Healthcare has been an area of interest for me, but recently I've had the occasion to view our current healthcare system from a different position. That is to say, from lying on my back. (I wrote the whole story in my travelogue for 2008.) Thinking about this experience, my list of top priorities for improving our healthcare system would start with the following 3 topics.
(1) Utilization. Had I been the objective observer or if I had been my own family member, I would almost certainly have supported all the medical decisions made about my care from calling 911 through the second CT scan to providing noon lunch as a clinical trial of my GI involvement. And yet, in retrospect, the only real difference between what actually happened and dropping me off at my own house is $9,000 of hospital charges, $940 in charges by the radiologist, and whatever the other doctors end up billing.
Doctors don't like to take risks, especially of the kind that open the door to malpractice liability; the only way to reduce these costs would be to improve their ability to diagnose. The greater cost of the CT is supposed to be justified for just that reason, but nothing in medicince is ever so simple. In my specific case, had X-rays never been discovered the doctors would have known just as much and kept me overnight just the same -- but we would have saved about half the cost.
So, do we structure healthcare payments to encourage the use of CT scans? Probably ... but from a public policy point of view we'd really like better data on how much their use improves care and (we hope) reduces the overall cost to society of providing quality care. Certainly, we need more justification than is given by my story.
My experience shows that you can't rely solely on anecdotes when adjusting the way we pay for healthcare.
(2) Patient access to information. Somewhat differently from HIPAA and s. 146.81 Wis. Stats., I define privacy of health information as the individual retaining ownership of the data even while a healthcare provider or payer has possession of it. I'm not sure that this point of view would make any difference in how my healthcare information was managed either during or after my hospital stay. I think it might have increased my presumed standing in conversations with the providers and data custodians.
After the fact, I've been able to obtain records of my stay at the hospital. Of course, I knew the system and some of the people at St V's. The Animal Control report was also easy to obtain, for 25 cents seems per page. The fire department records are somewhat more difficult.
During the event, my experience was more mixed. As the patient I already have the right to direct my own care, but exercising that right presupposes information about both the observations made and the decisions coming up. Nurses were generally very good at telling me what was happening at the moment, but I felt that I didn't have full confidence about the orders because I lacked full information. It's hard to fault anyone for this before 6:15 or so, since I was still not quite consistently forming reliable memories until then. (You can see that in my story when the hospital was being chosen.) After that, I would have preferred to be consulted about my course of treatment.

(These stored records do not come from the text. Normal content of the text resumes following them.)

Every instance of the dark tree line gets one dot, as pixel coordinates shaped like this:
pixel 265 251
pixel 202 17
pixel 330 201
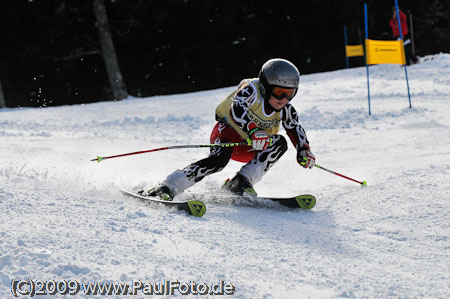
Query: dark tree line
pixel 51 52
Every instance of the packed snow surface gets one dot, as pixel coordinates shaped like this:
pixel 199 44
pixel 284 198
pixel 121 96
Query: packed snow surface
pixel 63 217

Would that have changed the course of my hospitalization or the costs? Most likely there would have been no practical changes over those 22 hours. So, speaking only from my one experience, I can't say that further reforms in this area would have any significant effect on healthcare costs or quality. Still, I have to wonder whether better conversation with the patient and family might not focus the care more appropriately to the specific needs of that patient.
(3) Family. Speaking of family -- when I was very young I had parents and siblings, plus grandparents, aunts, and cousins all living in Green Bay. That's the kind of ideal family situation that is recognized by the law. Today my nearest blood relative is a cousin living outside of Appleton. So when my friend Travis came into the ER, it was a little bit troubling to have his presence questioned. ("Is he just a friend?") Travis and his dad are the closest thing to family I have in Brown County. Shouldn't there be some way to designate intentional family with standing under the law? Somebody in the county should have some kind of presumptive right to come into the hospital and see me, even - no, especially - when I'm not completely in control.

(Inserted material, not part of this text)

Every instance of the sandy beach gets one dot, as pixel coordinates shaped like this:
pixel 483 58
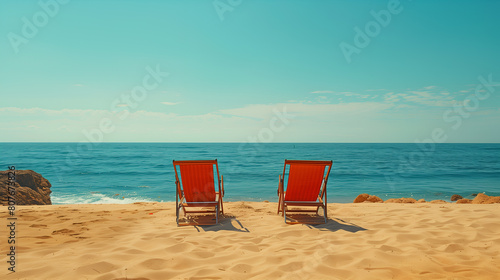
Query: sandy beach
pixel 360 241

Beyond the personal comfort of having friends available to a person in need, friends help the patient - me, to be specific - to think through my situation. That can help give both confidence and clarity to the patient's direction of his own health care. This connects the rights of intentional family with the points under item (1).
We do have the POA-Healthcare, but this addresses a different concern. It doesn't have any legal effect at all unless and until a person is designated as being incapacitated. And it grants more power than simply the right to be present with me in the hospital. A different status is needed for that purpose.
The reason that I don't jump on the healthcare bandwagon with more enthusiasm than I do -- I'm up there, but I keep wondering whether the band is playing too loudly -- is because my own observations raise a lot of questions that aren't being addressed by the proposed solutions. Let's go ahead with the proposals already on the table, recognizing that other concerns also exist and may also need legislative change as part of their solution.